Escolano Benito (1996: 44 - 46), definió la profesión docente en torno a tres papeles básicos:

- Un papel técnico, por el cual el docente adquiere la identidad de un experto del aprendizaje, a través de diferentes metodologías. Esta identidad referida a la identidad cosmopolita (que conforma una actitud investigadora, ser hermeneutas, ser autodidactas...), es decir, que se cambie y se redifina en torno a una tarea de claro matiz tecnológico mediante la cual el profesor sería "un ingeniero de la instrucción".

- Aspectos éticos y socializadores de la profesión. El docente es el foco central de emisión de valores, actitudes y otras pautas de comportamiento que los alumnos reciben, por lo tanto, debe ser consciente de que como principal transmisor de conductas desempeña una función de control social. Aquí dentro, englobaríamos la actitud empática de los docentes, poseer ética y valores, desempeñar un rol activo...

- La satisfacción de las necesidades de autorrealización de los individuos en formación y de sus demandas de bienestar. Entendiendo este papel desde un punto de vista del profesional como terapeuta ("partenaire"). Es decir, atendiendo a las demandas de sus alumnos, y corregiendo las mismas con la metodología idónea. 

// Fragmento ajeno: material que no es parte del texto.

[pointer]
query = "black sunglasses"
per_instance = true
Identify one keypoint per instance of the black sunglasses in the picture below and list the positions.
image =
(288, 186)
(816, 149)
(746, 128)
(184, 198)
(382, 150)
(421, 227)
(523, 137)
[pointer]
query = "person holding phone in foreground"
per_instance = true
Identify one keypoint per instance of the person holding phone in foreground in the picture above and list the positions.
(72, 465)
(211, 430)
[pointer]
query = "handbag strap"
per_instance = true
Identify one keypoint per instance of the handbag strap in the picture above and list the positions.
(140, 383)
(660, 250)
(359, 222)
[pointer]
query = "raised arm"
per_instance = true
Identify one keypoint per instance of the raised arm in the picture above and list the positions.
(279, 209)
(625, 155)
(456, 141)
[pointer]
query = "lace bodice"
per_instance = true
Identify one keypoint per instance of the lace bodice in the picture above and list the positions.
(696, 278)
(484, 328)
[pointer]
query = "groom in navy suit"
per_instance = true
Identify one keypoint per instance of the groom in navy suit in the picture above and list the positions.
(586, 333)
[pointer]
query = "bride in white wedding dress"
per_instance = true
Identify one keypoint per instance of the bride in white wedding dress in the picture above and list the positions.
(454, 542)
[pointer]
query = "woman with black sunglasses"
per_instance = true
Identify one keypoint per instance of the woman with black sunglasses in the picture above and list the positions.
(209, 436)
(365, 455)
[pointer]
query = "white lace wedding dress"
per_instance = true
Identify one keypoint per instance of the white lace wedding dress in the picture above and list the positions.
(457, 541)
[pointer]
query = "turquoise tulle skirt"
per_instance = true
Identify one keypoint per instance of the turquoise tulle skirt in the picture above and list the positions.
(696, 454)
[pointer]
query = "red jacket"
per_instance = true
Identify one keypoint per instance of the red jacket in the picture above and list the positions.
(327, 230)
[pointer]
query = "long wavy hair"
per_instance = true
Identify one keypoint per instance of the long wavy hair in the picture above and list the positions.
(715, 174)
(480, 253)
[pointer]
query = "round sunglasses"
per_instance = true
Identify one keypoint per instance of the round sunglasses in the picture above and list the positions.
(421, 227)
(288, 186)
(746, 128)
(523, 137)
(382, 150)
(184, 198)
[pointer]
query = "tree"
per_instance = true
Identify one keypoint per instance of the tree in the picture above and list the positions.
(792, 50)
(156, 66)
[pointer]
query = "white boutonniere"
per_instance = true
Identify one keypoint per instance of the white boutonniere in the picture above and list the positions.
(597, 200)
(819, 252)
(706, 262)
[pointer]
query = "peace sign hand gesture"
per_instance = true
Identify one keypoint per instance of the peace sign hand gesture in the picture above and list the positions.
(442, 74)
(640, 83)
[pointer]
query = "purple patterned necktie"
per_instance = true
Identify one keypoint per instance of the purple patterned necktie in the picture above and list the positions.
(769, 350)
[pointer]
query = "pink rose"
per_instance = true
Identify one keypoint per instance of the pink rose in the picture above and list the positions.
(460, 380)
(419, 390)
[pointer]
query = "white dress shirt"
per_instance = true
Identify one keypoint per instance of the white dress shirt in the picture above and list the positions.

Estamos en un "boom" tecnológico, por el cual el profesor deberá adoptar una actitud abierta, adquiriendo un rol activo para adaptarse, actualizarse y perfeccionarse permanentemente (formación significativa, aprendizaje a lo largo de la vida). Por ello, no se debe entender que la función del docente queda excluida del saber actual, sino que debe aglutinar todas aquellas fuentes emergentes en este momento y compaginar su trabajo y convertirse en el gestor de su aula.

 

Información recogida de: https://www.uclm.es/profesorado/ricardo/Cursos/CompetenciaProfesionales.pdf

Comentarios

  • Tania

    Xeila, al igual que tú, creo que es imprescindible que el profesor tenga esa doble faceta que afirma Ricardo Fernández, necesitamos que los profesores indaguen más sobre los conocimientos que van a trasmitir y que puedan actualizarse constantemente para que estos conomientos sean coherentes con la sociedad en la que vivimos, introduciendo las nuevas tecnologías en muchas de sus enseñanzas.

  • Lourdes Montero

    ¿Escola benito o Escolano Benito?

  • xeila raposo rodríguez

    Xa o reparei, grazas polo aviso.